Postgresql – Performance of selecting strings: substring IN vs regular expression

postgresqlquery-performance

I have a large table with 1 billion+ records. These are the important columns:

CREATE TABLE BigTable
(
   id BIGSERIAL PRIMARY KEY NOT NULL,
   hexid VARCHAR(255), -- usually 24 or 48 characters
   type VARCHAR(255),
   <and other columns>
);

I need to find some records matching on a substring of the hexid column as well as the type column. There is an index on the hexid column. I need to search for a list of strings matching the last 24 characters of the hexid (the records I am interested in will always have 48 character hexids). There are two queries that I could run and I'm wondering which will perform better:

Query 1 using WHERE IN:

SELECT * FROM BigTable
WHERE substring(hexid, 25) IN (
    'deadbeef4b00018c09bf5db1',
    '5f478c50deadbeef97039344',
    '5fc0b855a6a8b600deadbeef')
AND type IN ('OneType', 'SomeType', 'AnotherType')
ORDER BY id ASC;

with explain plan:

Sort  (cost=105476938.69..105477029.92 rows=36492 width=638)
  Sort Key: id
  ->  Seq Scan on BigTable  (cost=0.00..105468257.46 rows=36492 width=638)
        Filter: (((type)::text = ANY ('{OneType,SomeType,AnotherType}'::text[])) AND (""substring""((hexid)::text, 25) = ANY ('{deadbeef4b00018c09bf5db1,5f478c50deadbeef97039344,5fc0b855a6a8b600deadbeef}'::text[])))"

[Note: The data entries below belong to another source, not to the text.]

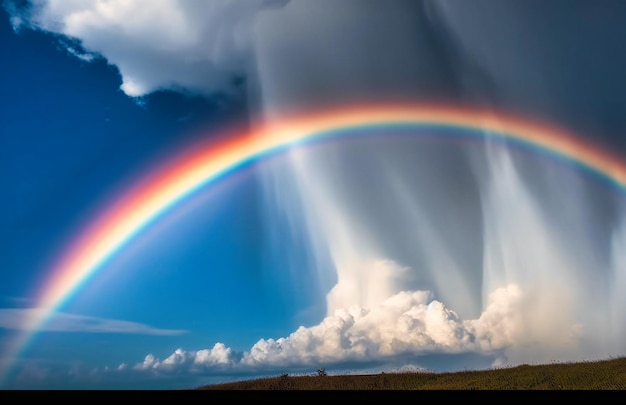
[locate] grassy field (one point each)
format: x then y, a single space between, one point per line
597 375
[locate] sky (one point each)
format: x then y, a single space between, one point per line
415 247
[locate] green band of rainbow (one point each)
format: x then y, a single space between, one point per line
201 165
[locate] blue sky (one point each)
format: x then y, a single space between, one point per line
263 270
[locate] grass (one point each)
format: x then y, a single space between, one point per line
594 375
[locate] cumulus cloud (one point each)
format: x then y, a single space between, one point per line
25 319
407 323
197 45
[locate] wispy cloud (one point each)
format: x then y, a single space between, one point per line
22 319
407 323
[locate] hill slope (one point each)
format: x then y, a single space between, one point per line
597 375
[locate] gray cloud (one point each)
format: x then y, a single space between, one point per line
194 45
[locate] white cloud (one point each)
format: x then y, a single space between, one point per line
197 45
407 323
27 319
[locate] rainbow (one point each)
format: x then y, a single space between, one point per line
204 163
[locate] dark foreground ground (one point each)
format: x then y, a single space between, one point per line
598 375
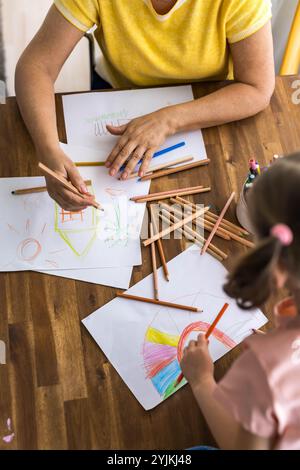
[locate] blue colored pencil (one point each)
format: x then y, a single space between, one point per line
162 152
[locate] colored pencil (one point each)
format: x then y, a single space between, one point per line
212 233
153 168
192 235
163 193
171 229
154 265
171 171
66 184
159 245
162 152
167 195
79 164
38 189
208 333
160 302
208 226
225 223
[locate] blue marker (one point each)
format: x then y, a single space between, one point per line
162 152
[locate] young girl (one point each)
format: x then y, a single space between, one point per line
257 404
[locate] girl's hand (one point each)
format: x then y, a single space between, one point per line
141 137
196 364
63 166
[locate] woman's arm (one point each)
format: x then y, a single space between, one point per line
248 95
36 73
197 367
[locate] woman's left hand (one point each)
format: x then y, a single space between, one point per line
196 364
139 140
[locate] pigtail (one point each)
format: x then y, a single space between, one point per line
252 280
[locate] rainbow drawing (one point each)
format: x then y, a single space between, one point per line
162 353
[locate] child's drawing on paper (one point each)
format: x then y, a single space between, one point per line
118 228
166 338
77 229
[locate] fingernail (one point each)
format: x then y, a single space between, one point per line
84 189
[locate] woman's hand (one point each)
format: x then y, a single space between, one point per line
196 364
63 166
139 140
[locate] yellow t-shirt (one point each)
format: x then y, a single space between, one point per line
190 43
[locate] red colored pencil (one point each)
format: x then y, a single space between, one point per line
208 333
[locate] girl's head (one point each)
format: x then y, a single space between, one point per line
274 210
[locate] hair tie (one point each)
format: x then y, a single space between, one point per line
283 233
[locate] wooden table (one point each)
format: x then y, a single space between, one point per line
57 386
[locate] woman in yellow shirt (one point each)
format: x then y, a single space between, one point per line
149 43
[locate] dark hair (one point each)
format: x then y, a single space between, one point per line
274 199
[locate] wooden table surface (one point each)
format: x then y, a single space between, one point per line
57 386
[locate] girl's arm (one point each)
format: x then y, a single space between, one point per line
248 95
197 367
36 73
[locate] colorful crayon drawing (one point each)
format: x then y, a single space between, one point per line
162 349
118 227
77 229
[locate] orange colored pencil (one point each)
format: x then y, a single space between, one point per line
212 233
154 265
163 193
38 189
160 302
208 333
171 171
159 245
66 184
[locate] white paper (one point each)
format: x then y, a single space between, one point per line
87 114
37 234
113 277
140 338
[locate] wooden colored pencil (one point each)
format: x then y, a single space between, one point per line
208 333
160 302
38 189
240 230
159 245
151 198
161 166
171 171
171 229
66 184
193 236
208 226
212 233
163 193
216 320
79 164
154 265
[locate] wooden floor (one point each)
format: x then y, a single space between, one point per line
57 386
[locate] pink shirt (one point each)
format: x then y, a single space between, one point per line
262 389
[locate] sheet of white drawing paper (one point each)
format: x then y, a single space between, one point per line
113 277
142 340
87 114
37 234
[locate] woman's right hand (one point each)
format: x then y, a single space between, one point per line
59 162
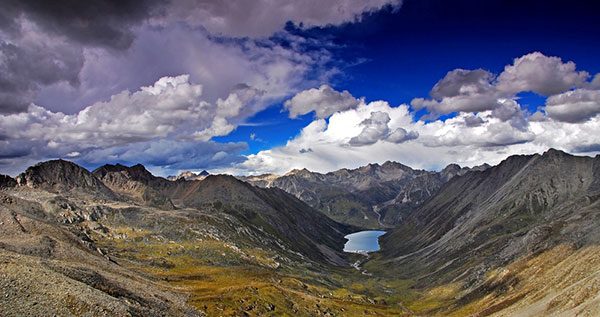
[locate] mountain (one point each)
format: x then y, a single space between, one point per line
74 242
190 176
518 239
136 183
65 177
370 196
482 229
7 181
277 212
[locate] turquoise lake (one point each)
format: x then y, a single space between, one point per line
363 241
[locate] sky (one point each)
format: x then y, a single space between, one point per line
259 86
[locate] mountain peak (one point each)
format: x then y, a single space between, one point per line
60 175
7 181
300 172
189 176
552 152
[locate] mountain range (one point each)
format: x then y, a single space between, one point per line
373 196
518 238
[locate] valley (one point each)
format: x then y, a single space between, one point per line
518 238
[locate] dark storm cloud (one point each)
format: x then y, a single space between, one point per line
24 68
587 148
42 42
96 22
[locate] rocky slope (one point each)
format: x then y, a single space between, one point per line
370 196
304 229
227 248
189 176
60 176
7 181
472 235
136 183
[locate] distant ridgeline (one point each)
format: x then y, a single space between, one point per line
519 238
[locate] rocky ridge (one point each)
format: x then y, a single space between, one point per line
372 196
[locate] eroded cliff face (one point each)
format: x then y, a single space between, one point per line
475 233
372 196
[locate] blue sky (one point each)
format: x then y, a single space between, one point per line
248 87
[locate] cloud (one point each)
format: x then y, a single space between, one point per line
325 101
574 106
238 18
94 22
374 129
153 125
376 132
226 68
545 75
65 55
400 135
461 91
30 61
472 91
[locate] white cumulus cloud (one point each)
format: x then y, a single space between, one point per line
324 101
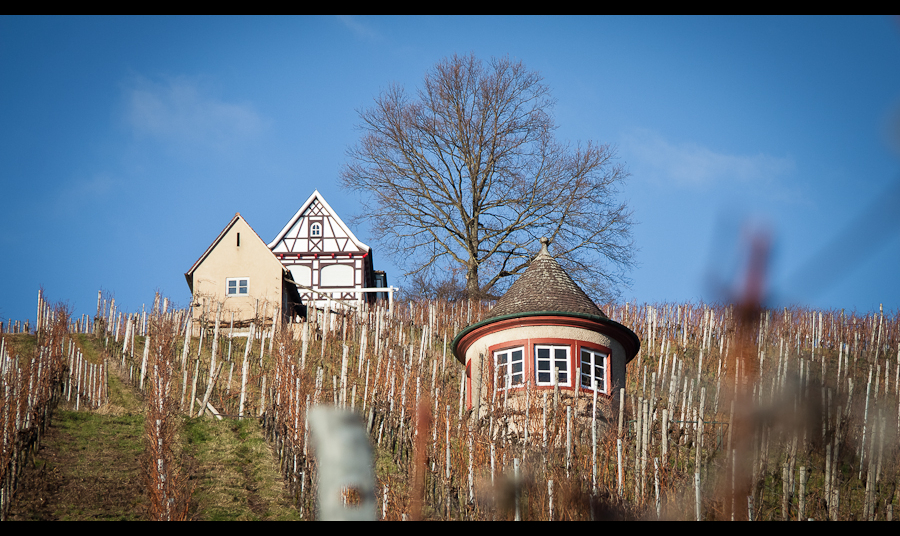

Query 2 using regular expressions:

SELECT * FROM BigTable
WHERE hexid ~ '\w{24}(deadbeef4b00018c09bf5db1|5f478c50deadbeef97039344|5fc0b855a6a8b600deadbeef)'
AND type ~ '(One|Some|Another)Type'
ORDER BY id ASC;

with explain plan:

Sort  (cost=100022576.55..100022577.16 rows=243 width=638)
  Sort Key: id
  ->  Seq Scan on BigTable  (cost=0.00..100022566.92 rows=243 width=638)
        Filter: (((hexid)::text ~ '\w{24}(deadbeef4b00018c09bf5db1|5f478c50deadbeef97039344|5fc0b855a6a8b600deadbeef)'::text) AND ((type)::text ~ '(One|Some|Another)Type'::text))

Based on the explain plans the cost will be more or less the same.

  • Query 1 performs a substring, doesn't have pattern matching [fast], but does have WHERE IN clauses [can negatively affect performance].
  • Query 2 has pattern matching (that takes care of the substring) [slow], but doesn't have WHERE IN clauses [doesn't negatively affect performance].

Getting the data is a once-off process. I don't have the luxury of time running these queries individually to determine which one performs better. I need to make an informed decision on which one to go with.

  1. Which query will give the best performance?
  2. Why does the first explain plan show rows=36492 and the second rows=243?
  3. Is there perhaps another query that would perform much better? Keep in mind that, since it is a once-off query, adding additional indices would not be helpful.

(I'm interested in knowing the answers for PostgreSQL, but I guess it will be similar for other RDBMSs.)

Best Answer

The version with IN will be slightly faster, because = ANY is cheaper than ~.

The estimate suggests otherwise, but only because it estimates a different number of result rows.

You can make these queries faster with an index on the more selective condition.